“We have to tackle the plague of gun violence, which is a big contributor to a lot of the problems that we’re seeing today,” said Democratic presidential nominee Hillary Clinton Monday night, in her answer to debate moderator Lester Holt’s question about bridging the nation’s racial divide. Republican candidate Donald Trump, using more Trumpian language, observed, “We have a situation where we have our inner cities, African-Americans, Hispanics are living in hell because it’s so dangerous. You walk down the street, you get shot.”

Academics, the media, political operatives, and even unengaged voters know how this discussion is supposed to go: the Democrat proposes gun-control measures, the Republican questions their effectiveness and constitutionality, and the Democrat equates opposition to the measures with tolerating continued violence. Not at this debate. Trump jumped in first, offering “stop and frisk” as a solution to the spiraling problem of inner-city violence.  It “worked very well in New York,” he argued. It is the way to “take the gun away from criminals that shouldn’t be having it.” Clinton parried by claiming that the policy is “unconstitutional” and “ineffective.” It’s important, she said, not to “go to things that sound good that did not really have the kind of impact that we would want.”
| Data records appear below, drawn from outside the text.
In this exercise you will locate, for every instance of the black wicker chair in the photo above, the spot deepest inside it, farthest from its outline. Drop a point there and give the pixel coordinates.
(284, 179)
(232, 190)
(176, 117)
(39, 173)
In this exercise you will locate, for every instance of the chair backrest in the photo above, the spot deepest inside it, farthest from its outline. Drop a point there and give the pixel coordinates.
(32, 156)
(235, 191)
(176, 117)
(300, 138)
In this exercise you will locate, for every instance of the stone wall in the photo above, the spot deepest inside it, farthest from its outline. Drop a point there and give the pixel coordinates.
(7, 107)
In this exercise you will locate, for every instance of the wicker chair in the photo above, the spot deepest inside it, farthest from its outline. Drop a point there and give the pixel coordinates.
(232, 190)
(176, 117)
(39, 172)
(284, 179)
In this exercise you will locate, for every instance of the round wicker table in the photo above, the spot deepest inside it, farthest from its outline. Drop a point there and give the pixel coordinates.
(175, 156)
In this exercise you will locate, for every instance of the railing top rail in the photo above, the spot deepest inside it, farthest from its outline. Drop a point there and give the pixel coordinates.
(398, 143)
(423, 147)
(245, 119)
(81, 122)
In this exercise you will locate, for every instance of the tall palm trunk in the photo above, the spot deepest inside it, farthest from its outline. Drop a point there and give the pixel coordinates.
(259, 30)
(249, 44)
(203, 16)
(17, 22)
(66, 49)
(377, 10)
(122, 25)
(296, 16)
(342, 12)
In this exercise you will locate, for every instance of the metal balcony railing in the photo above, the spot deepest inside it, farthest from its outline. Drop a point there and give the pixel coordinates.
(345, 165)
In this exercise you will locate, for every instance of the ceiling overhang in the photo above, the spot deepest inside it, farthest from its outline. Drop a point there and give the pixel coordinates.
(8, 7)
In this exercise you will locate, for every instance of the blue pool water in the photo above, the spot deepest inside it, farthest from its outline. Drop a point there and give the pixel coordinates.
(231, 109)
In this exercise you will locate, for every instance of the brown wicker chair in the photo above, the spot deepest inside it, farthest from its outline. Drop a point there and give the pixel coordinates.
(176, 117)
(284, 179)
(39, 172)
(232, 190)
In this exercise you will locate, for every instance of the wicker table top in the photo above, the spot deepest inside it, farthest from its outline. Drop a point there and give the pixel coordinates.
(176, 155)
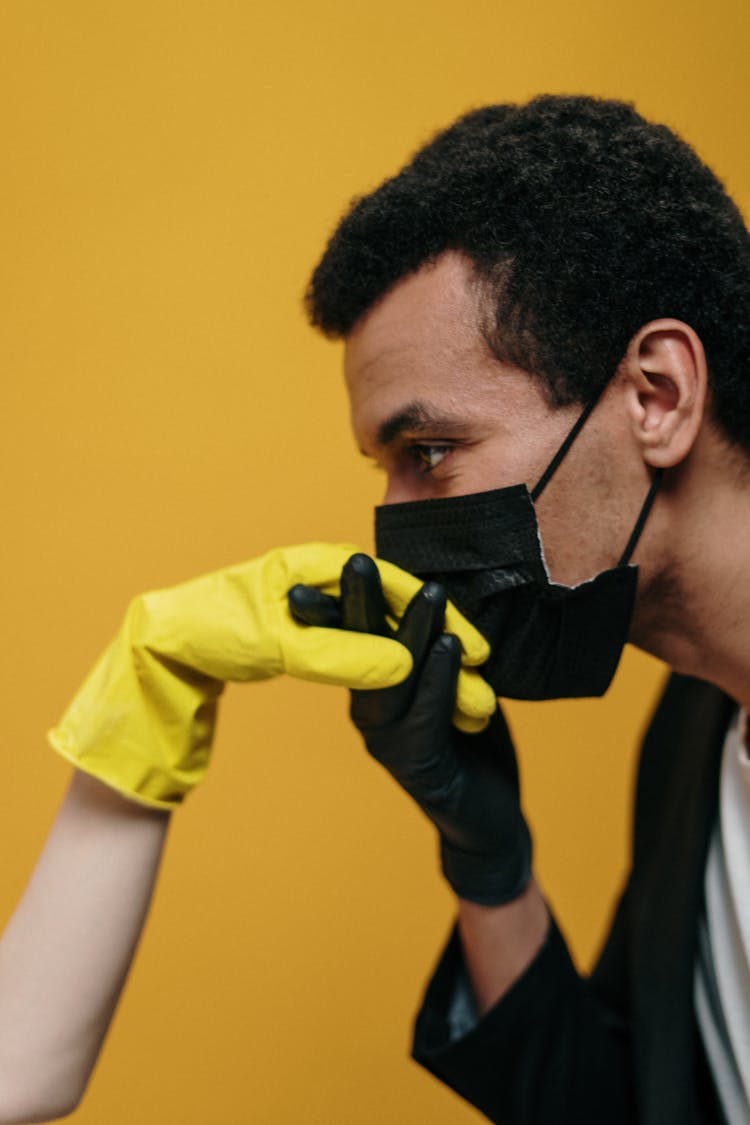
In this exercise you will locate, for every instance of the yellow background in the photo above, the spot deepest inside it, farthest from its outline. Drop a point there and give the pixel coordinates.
(170, 172)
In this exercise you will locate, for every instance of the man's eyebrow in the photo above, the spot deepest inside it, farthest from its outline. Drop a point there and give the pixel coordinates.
(417, 417)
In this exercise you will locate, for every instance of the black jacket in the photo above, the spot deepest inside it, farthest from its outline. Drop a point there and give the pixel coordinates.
(622, 1045)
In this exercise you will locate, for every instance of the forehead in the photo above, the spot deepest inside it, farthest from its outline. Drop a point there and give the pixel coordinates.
(422, 344)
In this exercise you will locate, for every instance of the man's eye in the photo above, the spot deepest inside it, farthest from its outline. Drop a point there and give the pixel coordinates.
(428, 457)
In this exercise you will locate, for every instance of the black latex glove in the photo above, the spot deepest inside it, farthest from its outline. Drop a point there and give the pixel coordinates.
(467, 784)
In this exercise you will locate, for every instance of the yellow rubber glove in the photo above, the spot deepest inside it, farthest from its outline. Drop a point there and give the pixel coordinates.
(143, 721)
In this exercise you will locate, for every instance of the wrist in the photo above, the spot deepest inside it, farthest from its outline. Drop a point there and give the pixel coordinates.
(488, 880)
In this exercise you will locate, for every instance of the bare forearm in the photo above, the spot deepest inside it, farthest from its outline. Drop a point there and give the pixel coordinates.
(66, 950)
(499, 943)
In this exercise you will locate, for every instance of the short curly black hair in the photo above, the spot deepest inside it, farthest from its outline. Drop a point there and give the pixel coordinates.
(583, 221)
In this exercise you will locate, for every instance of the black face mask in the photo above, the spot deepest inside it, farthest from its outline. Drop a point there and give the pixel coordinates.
(548, 641)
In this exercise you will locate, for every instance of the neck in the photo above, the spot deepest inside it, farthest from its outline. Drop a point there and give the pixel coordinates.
(695, 611)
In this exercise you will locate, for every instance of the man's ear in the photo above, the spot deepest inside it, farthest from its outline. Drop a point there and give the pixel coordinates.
(667, 375)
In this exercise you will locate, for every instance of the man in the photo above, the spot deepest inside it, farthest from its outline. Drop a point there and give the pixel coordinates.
(559, 270)
(556, 298)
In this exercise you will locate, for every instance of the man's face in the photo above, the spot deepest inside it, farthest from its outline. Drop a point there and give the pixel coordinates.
(443, 417)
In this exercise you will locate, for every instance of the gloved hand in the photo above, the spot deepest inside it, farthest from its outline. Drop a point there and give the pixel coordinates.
(143, 721)
(467, 784)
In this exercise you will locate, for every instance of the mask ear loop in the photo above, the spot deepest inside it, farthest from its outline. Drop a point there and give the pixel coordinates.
(554, 464)
(642, 518)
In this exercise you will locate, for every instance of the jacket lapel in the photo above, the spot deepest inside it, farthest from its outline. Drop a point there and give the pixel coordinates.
(676, 811)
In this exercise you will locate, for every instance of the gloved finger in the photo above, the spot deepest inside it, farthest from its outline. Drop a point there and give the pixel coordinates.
(421, 626)
(312, 606)
(435, 694)
(363, 605)
(350, 659)
(475, 701)
(399, 590)
(423, 621)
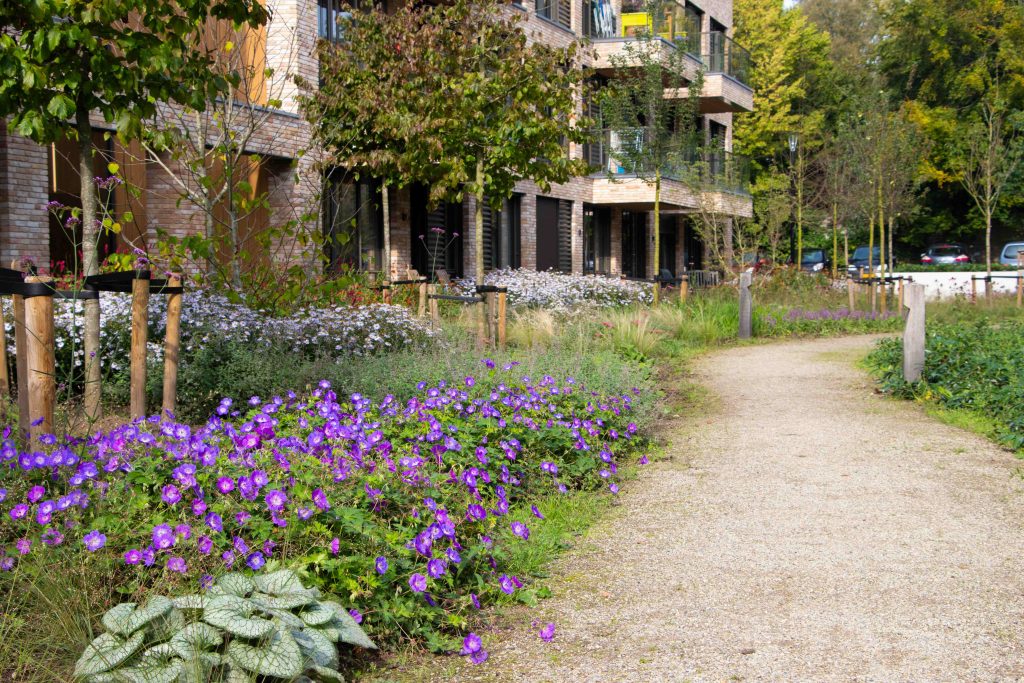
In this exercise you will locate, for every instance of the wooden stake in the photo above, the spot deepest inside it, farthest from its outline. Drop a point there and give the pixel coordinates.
(172, 346)
(502, 305)
(4, 375)
(41, 365)
(435, 314)
(22, 360)
(139, 338)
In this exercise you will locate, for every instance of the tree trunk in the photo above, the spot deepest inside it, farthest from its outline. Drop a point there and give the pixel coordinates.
(657, 233)
(481, 316)
(90, 263)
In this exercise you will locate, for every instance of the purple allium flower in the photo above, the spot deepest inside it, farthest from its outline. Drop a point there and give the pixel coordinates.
(170, 494)
(418, 583)
(94, 541)
(275, 500)
(436, 568)
(506, 584)
(320, 500)
(256, 560)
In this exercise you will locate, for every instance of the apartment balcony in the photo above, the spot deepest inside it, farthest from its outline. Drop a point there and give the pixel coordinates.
(694, 178)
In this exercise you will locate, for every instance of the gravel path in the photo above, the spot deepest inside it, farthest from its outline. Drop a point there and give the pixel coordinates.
(806, 530)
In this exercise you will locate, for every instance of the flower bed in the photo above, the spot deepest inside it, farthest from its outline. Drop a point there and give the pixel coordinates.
(403, 510)
(565, 292)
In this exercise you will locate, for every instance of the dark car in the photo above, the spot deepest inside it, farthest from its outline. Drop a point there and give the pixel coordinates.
(858, 259)
(945, 254)
(814, 260)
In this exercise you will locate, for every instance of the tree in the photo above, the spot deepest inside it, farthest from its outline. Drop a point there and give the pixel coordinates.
(652, 110)
(62, 60)
(989, 156)
(454, 96)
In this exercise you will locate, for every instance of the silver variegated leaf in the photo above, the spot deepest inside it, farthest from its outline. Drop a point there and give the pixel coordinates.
(316, 647)
(107, 652)
(278, 655)
(237, 584)
(235, 614)
(124, 622)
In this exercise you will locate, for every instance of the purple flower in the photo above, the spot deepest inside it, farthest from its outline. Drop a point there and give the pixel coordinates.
(94, 541)
(320, 500)
(170, 495)
(418, 583)
(275, 500)
(163, 537)
(256, 560)
(506, 584)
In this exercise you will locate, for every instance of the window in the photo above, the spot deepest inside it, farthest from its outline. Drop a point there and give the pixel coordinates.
(596, 240)
(558, 11)
(353, 222)
(501, 235)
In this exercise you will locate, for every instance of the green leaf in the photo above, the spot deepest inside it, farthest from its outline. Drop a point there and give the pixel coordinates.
(279, 656)
(105, 652)
(235, 614)
(120, 620)
(316, 646)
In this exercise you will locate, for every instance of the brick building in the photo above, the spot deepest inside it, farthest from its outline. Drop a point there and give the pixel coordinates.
(599, 223)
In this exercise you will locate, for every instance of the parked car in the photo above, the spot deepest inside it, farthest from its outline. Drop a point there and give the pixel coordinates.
(858, 259)
(945, 254)
(814, 260)
(1009, 254)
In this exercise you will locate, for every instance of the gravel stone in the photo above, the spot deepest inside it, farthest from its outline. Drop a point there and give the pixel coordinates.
(807, 530)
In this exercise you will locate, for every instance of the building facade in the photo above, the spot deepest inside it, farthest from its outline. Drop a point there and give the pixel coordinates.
(599, 223)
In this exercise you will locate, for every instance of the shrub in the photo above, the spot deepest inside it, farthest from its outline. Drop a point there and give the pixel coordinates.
(269, 626)
(401, 508)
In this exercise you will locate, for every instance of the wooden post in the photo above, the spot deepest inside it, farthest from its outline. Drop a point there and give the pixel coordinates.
(4, 375)
(139, 338)
(913, 334)
(745, 308)
(1020, 279)
(172, 346)
(435, 314)
(40, 361)
(502, 311)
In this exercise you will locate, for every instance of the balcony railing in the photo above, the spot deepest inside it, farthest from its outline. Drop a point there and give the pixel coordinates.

Refusing to accept Trump’s contention that the issue was caring about inner-city violence and “taking guns away from gangs and people that use them,” she countered: “Who disagrees with keeping neighborhoods safe? But let’s also add, no one should disagree about respecting the rights of young men who live in those neighborhoods.” This demand to take other rights into account echoed President Obama’s recent argument that not only the Bill of Rights but also the “inalienable right to life, and liberty, and the pursuit of happiness” was important and that “we have to be able to balance them”—except that she was making exactly the opposite point. The right that concerned her wasn’t young men’s right to stay alive in dangerous neighborhoods but the right of freedom from unreasonable searches.

For Clinton and Obama, when the constitutional amendment at issue is the Fourth, it takes priority; when it is the Second, it must be carefully balanced. If a police officer thinks you look suspicious, your Fourth Amendment rights remain inviolate; if the FBI places you on a terror watch-list, your Second Amendment rights evaporate. Stop-and-frisk must end because it fails to deliver “the kind of impact that we would want” in Clinton’s words; but for gun-control measures, according to Obama, the standard should be that “maybe we could try to stop one act of evil, one act of violence.”

Neither side is likely to appreciate that comparison. Gun-control advocates reject judicial construction of the Second Amendment as a significant individual right. But what constitutes a “reasonable” search under the Fourth Amendment must be judicially constructed as well. Stop-question-and-frisk advocates insist that interactions with the police are a minor inconvenience, which is what gun-control advocates say about their own proposed restrictions. Both highlight studies showing the effectiveness of their strategy and the futility of the other.

Instead, both sides might do well to ask themselves: To what extent must individual rights be subordinated to addressing the crisis of gun violence? What standard of theoretical or empirical evidence should we require before deploying a policy? And why is it that the extent of our concern for infringement on a group’s rights seems so closely correlated with the political support that we receive from that group?